Also, problems arise that people could not have anticipated or expected. I recently had a case where international students were being housed inappropriately in accommodation that was found to be unsafe, and all of a sudden, 40 families were put out with nowhere to live. The local authority stepped in and was able to help, but only on a limited basis, because those families could not claim benefits, housing support or anything else because of no recourse to public funds. The safety net has massive holes in it when it comes to these groups of people. The Minister closes his eyes to these real plights and circumstances that are caused by no recourse to public funds. When these crises happen and when there are those changes in circumstances, people are unable to get the support that they need.
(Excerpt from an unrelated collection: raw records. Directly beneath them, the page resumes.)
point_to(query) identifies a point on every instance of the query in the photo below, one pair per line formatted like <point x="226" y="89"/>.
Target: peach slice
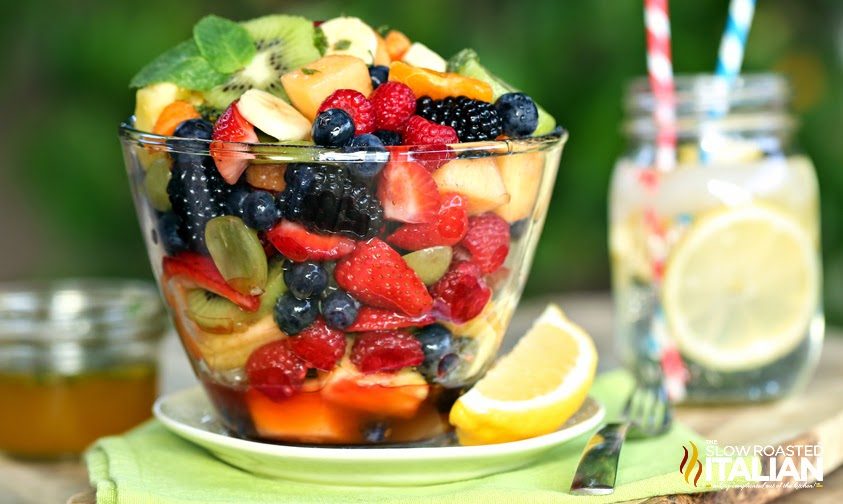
<point x="522" y="176"/>
<point x="308" y="86"/>
<point x="477" y="179"/>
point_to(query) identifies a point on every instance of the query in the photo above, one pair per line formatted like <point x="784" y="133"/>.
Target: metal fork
<point x="646" y="414"/>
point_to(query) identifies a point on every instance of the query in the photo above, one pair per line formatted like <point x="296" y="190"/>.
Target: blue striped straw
<point x="730" y="56"/>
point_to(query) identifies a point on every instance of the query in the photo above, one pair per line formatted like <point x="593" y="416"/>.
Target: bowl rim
<point x="285" y="152"/>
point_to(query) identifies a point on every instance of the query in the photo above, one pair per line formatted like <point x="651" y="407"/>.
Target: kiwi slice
<point x="237" y="253"/>
<point x="466" y="62"/>
<point x="155" y="184"/>
<point x="283" y="43"/>
<point x="215" y="314"/>
<point x="430" y="264"/>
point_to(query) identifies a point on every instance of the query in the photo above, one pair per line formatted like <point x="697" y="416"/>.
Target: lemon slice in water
<point x="740" y="289"/>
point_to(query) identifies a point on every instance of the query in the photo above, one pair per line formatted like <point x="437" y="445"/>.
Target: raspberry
<point x="386" y="351"/>
<point x="358" y="107"/>
<point x="487" y="241"/>
<point x="394" y="103"/>
<point x="319" y="345"/>
<point x="461" y="294"/>
<point x="448" y="229"/>
<point x="420" y="131"/>
<point x="275" y="370"/>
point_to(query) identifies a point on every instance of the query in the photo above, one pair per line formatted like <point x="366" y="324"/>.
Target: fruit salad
<point x="340" y="220"/>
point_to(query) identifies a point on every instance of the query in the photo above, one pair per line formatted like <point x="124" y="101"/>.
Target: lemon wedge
<point x="534" y="389"/>
<point x="741" y="288"/>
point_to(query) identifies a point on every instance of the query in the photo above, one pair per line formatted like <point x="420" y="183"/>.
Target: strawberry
<point x="376" y="319"/>
<point x="319" y="345"/>
<point x="231" y="127"/>
<point x="202" y="271"/>
<point x="358" y="107"/>
<point x="408" y="193"/>
<point x="274" y="370"/>
<point x="298" y="244"/>
<point x="461" y="294"/>
<point x="386" y="351"/>
<point x="376" y="275"/>
<point x="448" y="228"/>
<point x="487" y="240"/>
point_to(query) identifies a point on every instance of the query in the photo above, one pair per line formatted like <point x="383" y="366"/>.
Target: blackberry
<point x="327" y="199"/>
<point x="198" y="194"/>
<point x="473" y="120"/>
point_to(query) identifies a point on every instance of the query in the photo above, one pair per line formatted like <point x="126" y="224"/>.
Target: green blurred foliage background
<point x="64" y="203"/>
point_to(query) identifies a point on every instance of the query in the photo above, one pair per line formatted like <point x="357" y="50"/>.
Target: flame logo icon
<point x="690" y="461"/>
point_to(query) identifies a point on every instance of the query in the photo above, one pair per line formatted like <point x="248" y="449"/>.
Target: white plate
<point x="189" y="414"/>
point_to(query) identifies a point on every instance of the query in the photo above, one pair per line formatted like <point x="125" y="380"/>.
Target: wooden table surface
<point x="55" y="482"/>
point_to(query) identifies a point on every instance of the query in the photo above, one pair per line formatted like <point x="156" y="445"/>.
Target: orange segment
<point x="389" y="395"/>
<point x="396" y="44"/>
<point x="173" y="115"/>
<point x="438" y="85"/>
<point x="305" y="417"/>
The Scottish Government have done what they can. They have had the “Ending destitution together” strategy along with the Convention of Scottish Local Authorities. They are trying their best to try to plug these gaps and fill these holes, but without an understanding of the numbers involved or of how to reach those people—as my hon. Friend the Member for Aberdeen North mentioned, they may have good reasons for not wanting to identify themselves—it makes it difficult to provide the support that is required. We may have two households next door to each other in identical circumstances, working the same jobs with children the same age, but one household is not entitled to support, because they have no recourse to public funds status. That seems fundamentally unfair.

The Scottish Government are determined to build a country where everyone is treated with fairness and respect. No recourse to public funds prevents Scotland from doing so. I look forward to an independent Scotland where we can build a more equal and fair society and we can be rid of the Home Office and its cruel hostile environment once and for all.